Yonkers Mayor Mike Spano said it is time for the city to take over the crumbling Nepperhan Community Center on Warburton Avenue after more than a year of investigation into the nonprofit that had been contracted to operate it.
The mayor said a September 2022 letter from the Barack Obama Foundation to the nonprofit
Nepperhan Community Center LLC concerned him and the city council.
The Obama Foundation representative told the nonprofit's former leader Jim Bostic in the letter that the foundation would no longer provide a yearly grant of $250,000.
The foundation rep wrote that NCC failed to immediately provide a full salary to the center's community coordinator, which was required by the grant agreement.
He also wrote that other NCC staff had occasionally received paychecks that bounced because of insufficient funds in NCC's operating accounts.
The Obama Foundation would not provide additional information to curious city officials, Mayor Spano said, so the city council requested an investigation into NCC by the city's inspector general.
"It was clear the city had to make a drastic move," Spano said during an interview at his office Friday morning.
In the IG Liam McLaughlin's report, released Thursday afternoon, McLaughlin wrote that he confirmed the center's community coordinator had not been fully paid, and that he learned of other evidence of financial mismanagement by the NCC.
"Our investigation revealed that in January 2024 the US Internal Revenue Service revoked NCC's tax exempt status for failure to file their 990 tax returns for the organizations exempt from income tax for the last three years, 2020, 2021 and 2022," McLaughlin wrote, adding that NCC is applying for tax exempt status under a slightly different name, the Nepperhan Cultural Center.
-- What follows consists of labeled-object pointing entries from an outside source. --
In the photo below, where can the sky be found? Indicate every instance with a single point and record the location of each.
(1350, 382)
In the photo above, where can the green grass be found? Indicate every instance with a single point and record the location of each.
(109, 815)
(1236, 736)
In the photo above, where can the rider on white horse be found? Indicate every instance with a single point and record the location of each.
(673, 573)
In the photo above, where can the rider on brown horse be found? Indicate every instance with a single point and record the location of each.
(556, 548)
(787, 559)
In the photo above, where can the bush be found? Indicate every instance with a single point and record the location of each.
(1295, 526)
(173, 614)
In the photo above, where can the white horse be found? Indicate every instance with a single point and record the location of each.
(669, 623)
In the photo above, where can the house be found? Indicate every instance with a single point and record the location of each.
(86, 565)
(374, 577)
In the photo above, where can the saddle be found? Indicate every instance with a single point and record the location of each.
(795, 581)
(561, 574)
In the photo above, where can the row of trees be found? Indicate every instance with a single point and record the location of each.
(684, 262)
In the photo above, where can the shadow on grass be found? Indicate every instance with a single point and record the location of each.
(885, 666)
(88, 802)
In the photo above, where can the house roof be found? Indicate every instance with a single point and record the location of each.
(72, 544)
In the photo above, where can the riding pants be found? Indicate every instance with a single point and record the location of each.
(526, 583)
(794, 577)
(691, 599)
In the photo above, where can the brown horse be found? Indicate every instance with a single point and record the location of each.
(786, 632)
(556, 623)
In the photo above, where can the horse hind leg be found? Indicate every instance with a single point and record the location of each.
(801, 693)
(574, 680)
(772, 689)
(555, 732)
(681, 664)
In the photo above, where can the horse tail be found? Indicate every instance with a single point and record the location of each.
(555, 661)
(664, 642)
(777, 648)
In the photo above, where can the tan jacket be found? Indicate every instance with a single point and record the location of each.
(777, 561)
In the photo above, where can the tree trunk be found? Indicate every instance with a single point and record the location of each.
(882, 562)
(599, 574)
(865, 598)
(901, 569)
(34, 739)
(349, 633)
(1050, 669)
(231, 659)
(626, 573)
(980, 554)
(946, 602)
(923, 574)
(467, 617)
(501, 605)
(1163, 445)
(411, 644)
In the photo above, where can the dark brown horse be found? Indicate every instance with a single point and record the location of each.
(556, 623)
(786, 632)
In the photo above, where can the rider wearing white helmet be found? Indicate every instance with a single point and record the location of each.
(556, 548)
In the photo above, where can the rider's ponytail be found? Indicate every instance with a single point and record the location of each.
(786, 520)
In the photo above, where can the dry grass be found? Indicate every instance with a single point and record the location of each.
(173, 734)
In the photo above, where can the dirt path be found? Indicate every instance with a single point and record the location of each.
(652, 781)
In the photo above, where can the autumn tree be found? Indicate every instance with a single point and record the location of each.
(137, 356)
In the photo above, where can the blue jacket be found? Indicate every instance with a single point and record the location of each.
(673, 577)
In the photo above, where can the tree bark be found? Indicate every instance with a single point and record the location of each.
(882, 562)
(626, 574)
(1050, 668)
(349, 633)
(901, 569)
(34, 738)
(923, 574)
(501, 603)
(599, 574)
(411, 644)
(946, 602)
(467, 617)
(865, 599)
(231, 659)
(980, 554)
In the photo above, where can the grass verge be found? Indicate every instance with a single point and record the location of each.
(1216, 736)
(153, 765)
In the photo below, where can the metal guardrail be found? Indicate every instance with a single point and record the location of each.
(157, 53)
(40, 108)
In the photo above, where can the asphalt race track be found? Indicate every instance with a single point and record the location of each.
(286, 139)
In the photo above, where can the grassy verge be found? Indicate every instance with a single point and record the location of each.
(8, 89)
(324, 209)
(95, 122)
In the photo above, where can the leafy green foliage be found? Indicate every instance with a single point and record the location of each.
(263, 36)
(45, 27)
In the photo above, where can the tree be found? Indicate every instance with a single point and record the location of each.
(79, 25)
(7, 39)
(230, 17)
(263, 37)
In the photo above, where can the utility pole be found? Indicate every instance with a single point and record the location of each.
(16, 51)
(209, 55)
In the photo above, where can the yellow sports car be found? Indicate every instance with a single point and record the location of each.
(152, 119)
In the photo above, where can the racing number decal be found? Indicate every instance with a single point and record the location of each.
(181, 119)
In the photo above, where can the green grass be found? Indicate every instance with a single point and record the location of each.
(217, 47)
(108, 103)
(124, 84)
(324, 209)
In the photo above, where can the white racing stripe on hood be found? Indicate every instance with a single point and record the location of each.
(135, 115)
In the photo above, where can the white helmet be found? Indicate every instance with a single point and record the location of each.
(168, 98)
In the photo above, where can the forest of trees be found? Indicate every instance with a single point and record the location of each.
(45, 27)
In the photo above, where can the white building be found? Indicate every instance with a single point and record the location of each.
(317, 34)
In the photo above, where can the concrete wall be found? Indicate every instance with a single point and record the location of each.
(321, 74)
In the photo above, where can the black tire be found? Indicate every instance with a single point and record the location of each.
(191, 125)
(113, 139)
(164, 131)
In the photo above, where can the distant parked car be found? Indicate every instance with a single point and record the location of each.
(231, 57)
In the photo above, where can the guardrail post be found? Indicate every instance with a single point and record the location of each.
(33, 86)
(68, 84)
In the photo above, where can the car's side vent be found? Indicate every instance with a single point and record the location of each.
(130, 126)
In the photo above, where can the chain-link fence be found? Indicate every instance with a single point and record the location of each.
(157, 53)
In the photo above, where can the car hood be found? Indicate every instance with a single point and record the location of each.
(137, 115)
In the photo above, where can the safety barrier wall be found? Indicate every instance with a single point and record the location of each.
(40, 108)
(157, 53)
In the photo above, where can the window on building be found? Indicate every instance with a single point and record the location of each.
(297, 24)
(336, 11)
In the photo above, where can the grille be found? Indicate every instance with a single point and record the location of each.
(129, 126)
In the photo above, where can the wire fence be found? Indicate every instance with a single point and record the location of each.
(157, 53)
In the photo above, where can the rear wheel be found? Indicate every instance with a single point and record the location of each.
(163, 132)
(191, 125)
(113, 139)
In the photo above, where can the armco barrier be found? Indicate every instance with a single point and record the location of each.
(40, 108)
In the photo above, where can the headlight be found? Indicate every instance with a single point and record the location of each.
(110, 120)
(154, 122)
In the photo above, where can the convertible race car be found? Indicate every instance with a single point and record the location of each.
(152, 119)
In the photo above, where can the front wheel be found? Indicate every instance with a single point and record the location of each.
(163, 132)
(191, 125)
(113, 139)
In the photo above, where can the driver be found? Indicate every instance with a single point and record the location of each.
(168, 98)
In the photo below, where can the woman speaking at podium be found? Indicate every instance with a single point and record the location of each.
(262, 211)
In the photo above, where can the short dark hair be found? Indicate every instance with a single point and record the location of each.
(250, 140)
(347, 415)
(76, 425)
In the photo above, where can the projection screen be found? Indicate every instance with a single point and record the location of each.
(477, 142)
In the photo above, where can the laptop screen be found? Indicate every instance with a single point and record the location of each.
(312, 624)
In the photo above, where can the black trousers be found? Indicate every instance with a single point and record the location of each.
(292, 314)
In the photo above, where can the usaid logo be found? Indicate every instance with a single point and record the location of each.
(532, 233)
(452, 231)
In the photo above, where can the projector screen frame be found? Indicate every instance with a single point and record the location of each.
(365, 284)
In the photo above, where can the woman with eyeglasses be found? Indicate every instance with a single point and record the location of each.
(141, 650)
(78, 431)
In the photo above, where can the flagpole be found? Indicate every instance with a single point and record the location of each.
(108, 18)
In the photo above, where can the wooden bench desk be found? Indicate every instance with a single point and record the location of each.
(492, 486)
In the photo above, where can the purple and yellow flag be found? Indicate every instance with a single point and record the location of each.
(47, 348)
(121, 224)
McLaughlin also wrote that NCC owes the city more than $204,000 in back rent and utilities, that the NCC comingled funds in one account, and the community center's leadership needs an overhaul.
Spano noted all those points as reasons for terminating the city's agreement with NCC to operate programs at the city-owned building, and added one more: the apparent lack of repairs and neglect of facilities inside and outside the building.
"They've lost their not-for-profit status. There are IRS issues. There are debt issues, and the building is deplorable," Spano said.
Former NCC Executive Director Jim Bostic retired soon after NCC received the Obama Foundation's letter.
Bostic declined an on-camera interview.
He said over the phone that he believes he is being blamed for problems that he could not control, like those that arose during the Covid-19 pandemic .
Bostic said former Governor Andrew Cuomo's decision to freeze grant awards for 10 months from 2020 to 2021 is a good example of cashflow disruption his and other charities faced.
Bostic said he suspects the city simply wanrs to clear out the center and sell it.
Mayor Spano said, unequivocally, that is not true.
"We're going to do a clean break for now, and make sure that the public doesn't feel the pressure of that place being closed," he said, "because it will not be closed. It certainly will not be closed under my watch."
Spano praised the staff and board for providing quality programs at the center, especially programs for children, and said those programs will not change nor will there be any break in programming as leadership transitions.
Spano said the current director and board members are good people who "just couldn't make it work."
The NCC's current executive director and board president were not available for comment.
The board's attorney, Lawrence Sykes, said the board will meet on Saturday, and then issue a response to the IG's report after the meeting.